I do know that the Indian government puts a lot of effort in trying to make some clean deals… but as we have seen in the past and the present it is really hard to achieve. Based on our experience of other countries, as well we have noticed that you need a defense ministry that is strongly focused on cutting out corruption in order to succeed in this effort. Simply having a set of rules is not sufficient; you need very strong commitment of the senior defense ministry officials to stamp out corruption.
Can defense deals be done without involving agents or middlemen — whatever name you might call them?
Yes. There is no doubt that defense deals can be done without middlemen. Several countries work with procedures that leave no space for middlemen. Norway and Australia are examples of this category and there are other countries like South Korea are trying hard to eliminate middlemen. Yes it’s quite possible to eliminate middlemen; it just needs a firm resolve of the defense ministry.
It might be possible, but is it desirable as even if you don’t pay commission, you need somebody who can give you the right advice about which product to buy, its capability as well as to act as a conduit to make the company deliver what it promised?
That’s very genuine and that’s why you need to be professional in what you are doing in the defense ministry. You need to distinguish between sensible advice and somebody trying to influence a deal. They key difference between the two is someone getting paid. For example if you are using advisors either on the government side or on the company’s side those advisors must be above-board. The way in which they are being paid needs to be made public and proportionate. Controls like these can go a long way in removing some of the less desirable advisors.
Based on your experience of corruption and transparency, why do you think – we in India ended up spending more than the actual deal but failed to get to the bottom of some very controversial deals like Bofors, HDW and others?
To me that’s a tragedy because it is so important to get to the bottom of what is wrong in these corrupt deals and I can only assume that the investigations got diverted by the people who did not want to see them come to a proper conclusion.
Who are these people?
We had a similar case in UK involving BAE Systems deal in Saudi Arabia. In this case the trial was stopped by the Prime Minister. The investigation was stopped by the Prime Minister who said this would affect UK’s relations with Saudi Arabia. As a result of that the trial was stopped and the true investigation was never completed. That’s one particular example. I think in many other case senior people use their influence to disrupt or stop the investigation. For that you need a very strong investigative body to hold off such influence.
Finally, what should India do to evolve a system of clean deals?

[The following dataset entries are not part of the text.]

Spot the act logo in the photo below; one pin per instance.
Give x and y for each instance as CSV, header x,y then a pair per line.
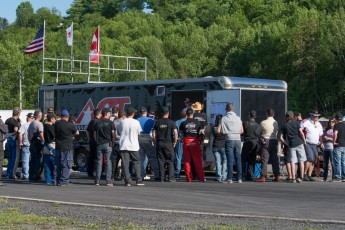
x,y
86,115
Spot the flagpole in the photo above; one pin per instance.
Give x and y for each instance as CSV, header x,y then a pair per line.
x,y
99,59
72,53
44,47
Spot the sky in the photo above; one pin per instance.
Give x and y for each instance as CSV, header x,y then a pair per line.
x,y
8,7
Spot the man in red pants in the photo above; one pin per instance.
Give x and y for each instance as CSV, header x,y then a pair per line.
x,y
190,129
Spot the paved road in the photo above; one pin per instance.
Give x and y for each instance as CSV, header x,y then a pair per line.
x,y
309,200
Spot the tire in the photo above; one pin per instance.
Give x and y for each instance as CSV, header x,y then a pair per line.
x,y
81,159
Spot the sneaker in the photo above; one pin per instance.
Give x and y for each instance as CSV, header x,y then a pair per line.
x,y
146,178
311,179
110,184
140,183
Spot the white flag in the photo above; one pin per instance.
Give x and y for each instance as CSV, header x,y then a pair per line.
x,y
70,35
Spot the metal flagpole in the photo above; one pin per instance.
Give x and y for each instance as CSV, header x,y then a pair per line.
x,y
44,47
72,52
99,57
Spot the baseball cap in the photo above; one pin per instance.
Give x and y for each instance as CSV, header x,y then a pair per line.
x,y
31,115
252,113
64,113
131,110
289,114
51,115
105,111
339,116
143,109
189,111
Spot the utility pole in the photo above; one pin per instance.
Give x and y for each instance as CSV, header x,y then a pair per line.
x,y
21,78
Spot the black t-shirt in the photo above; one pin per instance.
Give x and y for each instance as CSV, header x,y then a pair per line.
x,y
103,129
11,124
291,134
164,128
251,130
190,127
64,131
49,133
201,117
90,127
340,127
219,138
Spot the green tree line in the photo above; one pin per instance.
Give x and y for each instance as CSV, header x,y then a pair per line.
x,y
300,42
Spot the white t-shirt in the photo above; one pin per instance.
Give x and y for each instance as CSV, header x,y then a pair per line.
x,y
129,130
313,131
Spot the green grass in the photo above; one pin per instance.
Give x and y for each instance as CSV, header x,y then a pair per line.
x,y
12,218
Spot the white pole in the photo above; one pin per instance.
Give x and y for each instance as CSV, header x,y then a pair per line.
x,y
44,47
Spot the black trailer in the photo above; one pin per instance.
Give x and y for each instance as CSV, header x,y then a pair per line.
x,y
214,92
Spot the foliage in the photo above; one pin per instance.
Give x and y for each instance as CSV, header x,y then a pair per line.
x,y
301,42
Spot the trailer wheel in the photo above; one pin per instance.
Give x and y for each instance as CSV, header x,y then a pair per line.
x,y
81,159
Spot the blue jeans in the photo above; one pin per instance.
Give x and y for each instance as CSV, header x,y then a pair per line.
x,y
220,158
49,168
25,161
327,158
233,152
178,158
107,150
64,160
11,157
339,163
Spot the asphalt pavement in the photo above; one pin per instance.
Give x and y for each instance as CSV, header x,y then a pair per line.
x,y
315,201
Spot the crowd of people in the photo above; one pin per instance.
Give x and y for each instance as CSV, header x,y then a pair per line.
x,y
128,141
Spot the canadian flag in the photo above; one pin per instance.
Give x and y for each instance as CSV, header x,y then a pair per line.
x,y
70,35
94,49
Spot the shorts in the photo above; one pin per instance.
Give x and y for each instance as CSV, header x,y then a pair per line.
x,y
297,154
311,152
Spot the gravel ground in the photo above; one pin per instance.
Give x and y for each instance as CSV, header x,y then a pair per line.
x,y
104,218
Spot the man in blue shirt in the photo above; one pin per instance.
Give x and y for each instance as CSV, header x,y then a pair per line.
x,y
147,150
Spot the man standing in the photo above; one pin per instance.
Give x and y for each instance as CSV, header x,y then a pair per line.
x,y
13,125
129,130
24,145
147,151
104,134
162,133
190,129
313,135
3,132
36,137
64,133
339,149
232,128
269,146
178,146
92,143
250,146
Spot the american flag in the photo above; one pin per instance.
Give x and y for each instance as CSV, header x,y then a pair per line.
x,y
37,44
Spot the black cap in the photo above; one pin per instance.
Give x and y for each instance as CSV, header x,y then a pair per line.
x,y
105,111
339,116
31,115
189,111
143,109
166,109
50,116
131,110
252,113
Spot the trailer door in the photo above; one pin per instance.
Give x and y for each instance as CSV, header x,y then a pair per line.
x,y
216,102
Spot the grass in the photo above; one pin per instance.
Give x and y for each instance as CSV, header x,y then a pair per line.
x,y
12,218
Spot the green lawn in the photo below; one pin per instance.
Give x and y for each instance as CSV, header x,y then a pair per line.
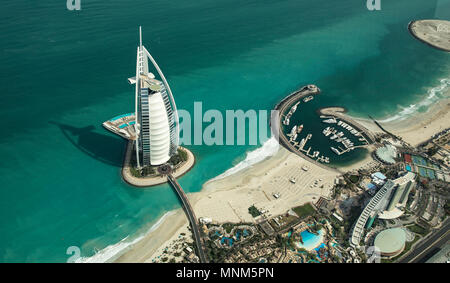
x,y
304,210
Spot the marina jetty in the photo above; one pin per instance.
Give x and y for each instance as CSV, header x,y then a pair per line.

Because India is so central for arms purchases at the moment, what it means is that India has a tremendous opportunity to really put in place a strong anti-corruption mechanism for its arms purchases particularly in the ministry and organizations like your vigilance commission. And it has an opportunity for example to demand from the companies very high standards of integrity and anti-corruption – much stronger than it usually demands. Because it is such a big buyer India is in a position to dictate what it is looking for by way of the bidding companies. I think you really have an opportunity between now and the next decade to really ask for much higher standards from the bidding companies and in turn reduce corruption among the serving officers.